If you’re using a mason jar, make a funnel with a piece of paper and some tape. Place the funnel in the jar, but don’t let it touch the water.
If you’re using a plastic bottle, turn the top of the bottle upside down to create a funnel. The lid shouldn’t be on the bottle so that the flies can make their way through.
Hang up the bait with string away from where you eat so you don’t have to smell it.
- Super effective with the right bait.
- Smells horrible.
- Can’t keep it around patios if it smells bad.
- Won’t work well if you don’t use good bait.
Best Practices for Preventing an Infestation
Prevention is the biggest step in making sure your yard and home are free of pests.
Flies are only present in ideal environments, so the key is to make sure the area isn’t suitable for them.
You need to be able to identify the pest and know what attracts them so you can take care of them before they make your house their home.

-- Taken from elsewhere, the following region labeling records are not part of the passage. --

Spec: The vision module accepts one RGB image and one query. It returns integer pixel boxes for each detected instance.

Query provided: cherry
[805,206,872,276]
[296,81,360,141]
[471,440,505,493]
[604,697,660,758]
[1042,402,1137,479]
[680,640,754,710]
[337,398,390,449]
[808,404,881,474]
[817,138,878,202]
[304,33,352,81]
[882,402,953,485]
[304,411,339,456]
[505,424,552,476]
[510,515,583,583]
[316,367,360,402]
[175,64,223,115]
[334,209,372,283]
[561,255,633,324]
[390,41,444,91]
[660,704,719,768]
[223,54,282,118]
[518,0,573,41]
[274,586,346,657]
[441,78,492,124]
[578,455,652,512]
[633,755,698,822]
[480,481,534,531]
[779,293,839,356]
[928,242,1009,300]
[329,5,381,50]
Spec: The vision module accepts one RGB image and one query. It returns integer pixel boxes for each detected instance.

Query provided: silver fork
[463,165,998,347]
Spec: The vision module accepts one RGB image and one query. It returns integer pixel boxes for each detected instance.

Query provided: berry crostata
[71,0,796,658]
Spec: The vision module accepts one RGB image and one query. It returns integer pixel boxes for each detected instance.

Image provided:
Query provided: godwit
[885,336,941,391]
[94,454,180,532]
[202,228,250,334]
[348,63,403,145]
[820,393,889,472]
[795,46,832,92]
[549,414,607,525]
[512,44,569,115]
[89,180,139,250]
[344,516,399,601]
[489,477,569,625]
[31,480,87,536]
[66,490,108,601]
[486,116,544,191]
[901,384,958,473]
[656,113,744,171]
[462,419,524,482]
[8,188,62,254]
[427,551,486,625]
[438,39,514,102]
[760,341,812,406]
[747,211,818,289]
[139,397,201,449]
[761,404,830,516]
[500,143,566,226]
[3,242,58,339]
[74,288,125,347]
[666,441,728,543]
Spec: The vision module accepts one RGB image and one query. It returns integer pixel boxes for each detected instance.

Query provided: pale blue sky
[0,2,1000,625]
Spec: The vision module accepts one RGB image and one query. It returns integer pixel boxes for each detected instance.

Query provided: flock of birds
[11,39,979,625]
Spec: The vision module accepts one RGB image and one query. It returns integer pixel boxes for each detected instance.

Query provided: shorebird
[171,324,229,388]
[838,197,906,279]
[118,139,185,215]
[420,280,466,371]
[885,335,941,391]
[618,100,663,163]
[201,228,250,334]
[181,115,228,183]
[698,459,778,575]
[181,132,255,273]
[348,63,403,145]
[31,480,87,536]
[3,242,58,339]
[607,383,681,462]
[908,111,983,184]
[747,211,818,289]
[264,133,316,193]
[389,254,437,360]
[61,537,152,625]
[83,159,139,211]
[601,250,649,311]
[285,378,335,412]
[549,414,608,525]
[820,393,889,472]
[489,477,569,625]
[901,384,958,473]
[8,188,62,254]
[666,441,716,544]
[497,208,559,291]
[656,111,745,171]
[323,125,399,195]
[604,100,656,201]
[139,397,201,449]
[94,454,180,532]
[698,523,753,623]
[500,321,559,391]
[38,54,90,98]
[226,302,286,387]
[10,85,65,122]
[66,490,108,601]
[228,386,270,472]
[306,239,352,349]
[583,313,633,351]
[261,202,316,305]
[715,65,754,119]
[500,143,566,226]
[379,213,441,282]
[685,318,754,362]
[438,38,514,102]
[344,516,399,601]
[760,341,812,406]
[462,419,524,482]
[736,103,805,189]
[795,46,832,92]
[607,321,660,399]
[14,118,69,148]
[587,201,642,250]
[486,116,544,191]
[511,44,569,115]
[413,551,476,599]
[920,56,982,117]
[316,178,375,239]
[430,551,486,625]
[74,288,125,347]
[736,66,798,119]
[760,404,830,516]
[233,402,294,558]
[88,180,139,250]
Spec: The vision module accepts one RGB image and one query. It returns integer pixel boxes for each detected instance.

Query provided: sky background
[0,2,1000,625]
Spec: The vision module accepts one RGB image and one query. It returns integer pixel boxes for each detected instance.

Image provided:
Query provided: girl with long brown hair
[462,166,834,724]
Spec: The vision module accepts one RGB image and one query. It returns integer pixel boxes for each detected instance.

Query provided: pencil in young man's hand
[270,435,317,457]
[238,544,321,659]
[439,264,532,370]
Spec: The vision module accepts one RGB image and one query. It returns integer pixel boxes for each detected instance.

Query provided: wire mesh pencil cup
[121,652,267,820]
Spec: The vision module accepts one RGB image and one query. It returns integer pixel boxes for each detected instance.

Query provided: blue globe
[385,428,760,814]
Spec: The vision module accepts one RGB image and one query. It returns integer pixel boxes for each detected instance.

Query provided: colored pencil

Houseflies have big, red eyes and their bodies are black, gray, or brown. They’re usually no more than 7 millimeters long and have gray wings. Like other fly species, they have a complex life cycle, which you can learn about in this article.
You’ll typically see them on windows, around garbage cans, and on food. Many people mistake annoying little fruit flies for houseflies. It’s important that you know how to differentiate between the two, as prevention and trapping methods will differ.
How do you prevent flies? The short answer is to keep the area clean. More specifically, follow these guidelines:
- Cover the trash – Don’t leave garbage cans exposed. Always keep lids tight and tie trash bags tightly.
- Cover food – Keep food in airtight containers or cover with paper towels or foil.
- Keep the doors closed – Don’t leave a door open for too long. It’s easier to contain them if only one or two get inside.
- Use repelling plants – Try planting basil, lavender, marigolds, and catnip in pots and place them around the area. Flies don’t like the smell of these plants, but they’re usually appealing for humans.
Don’t miss reading our comprehensive guide to getting rid of flies if you’ve already noticed a problem.
Know that flies are naturally repelled by certain scents and there are quite a few natural repellents that you can make use of to help keep them away.
The basic types of fly traps include zapping, sticky, vacuum, and light traps. The most effective trap will use more than one of these methods to trap flies.
The Catchmaster Bug & Fly Clear Window Fly Traps is recommended because it’s inexpensive and effective for indoor use.
If you don’t mind spending more money, the KATCHY Indoor Insect Trap is great if you want something quiet.
For outdoor use, Klahaite Bug Zapper is the top choice. It gets rid of flies instantly and doesn’t have any bad smells.
When choosing a fly trap, consider how it attracts flies, how it traps them, and how these two things will affect people and pets in the area.